Figure 2. An overview of integrated strategies for small proteins prediction. It is challenge to differentiate meaningful gene-coding sORFs from inutile sORFs because the shorter the protein sequence, the greater the probability of error rate of detection. First we suggest splitting the annotation of SPs from other proteins. Second, it is better to combine both in silico algorithms and evidence-based analysis. Then merge the two parts of results and get two sets of SPs as follows. The strict validated SPs are those validated by both methods, while other validated SPs are those only validated by either in silico algorithms or evidence-based analysis.

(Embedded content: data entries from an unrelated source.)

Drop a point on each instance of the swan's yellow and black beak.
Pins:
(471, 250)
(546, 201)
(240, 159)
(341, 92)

Genome-Wide Prediction in Species Level
Because of the advances in experimental and computational approaches, it has emerged that most studies (Table 2) are focused on large-scale discovery of SPs in species rather than a small number of SP families in specific organisms. In prokaryotes, Peter performed systematic function analysis of potential proteins, including 345 small polypeptide ORFs (of 85 codons or less) in Bacillus subtilis, which is known to produce an abundance of small polypeptides (Zuber, 2001). In single-cell eukaryotes, e.g., S. cerevisiae, Marco used genome-wide comparative analysis and identified 117 novel small genes, 84 of which are transcribed (Kessler et al., 2003). Kastenmayer et al. used gene expression-based analyses and homology searching and brought the total number of un-annotated sORFs in S. cerevisiae to 299, 247 of which have been verified experimentally (Kastenmayer et al., 2006). Earlier studies in plants showed that relatively little is known about sORF genes except for a number of small secreted proteins in A. thaliana (Cock and McCormick, 2001; Butenko et al., 2003). Recent studies have revealed a large number of novel coding sORFs. Lease and Walker predicted 33,809 un-annotated Arabidopsis ORFs encoding SPs of 25–250 AA in length (Lease and Walker, 2006); Hanada identified 3241 coding sORFs with either evidence of transcription or purifying selection which likely to be novel coding gene (Hanada et al., 2007). In animals, Emmanuel and Vini identified nearly 600,000 sORFs in the putatively non-coding euchromatic DNA of Drosophila melanogaster (Ladoukakis et al., 2011); Frith et al. reported that ~10% of proteins in Mus musculus are <100 AAs, although the majority of these are variants of proteins that are >100 AAs (Frith et al., 2006). Despite the inherent difficulties of identifying sORFs, these publications of large-scale discovery efforts may reveal additional sORFs with more valuable data and more advanced sORFs discovery methods.
Structural Application for SPs
Except for functional importance, many studies have demonstrated that SPs containing <40 AAs with a compact, folded structure provide simple model systems for studying protein folding and stability as well as serving as scaffolds for the rational design of new functional motifs (Cunningham and Wells, 1997; DeGrado et al., 1999; Imperiali and Ottesen, 1999), which benefits both computational simulation and pharmaceutical studies.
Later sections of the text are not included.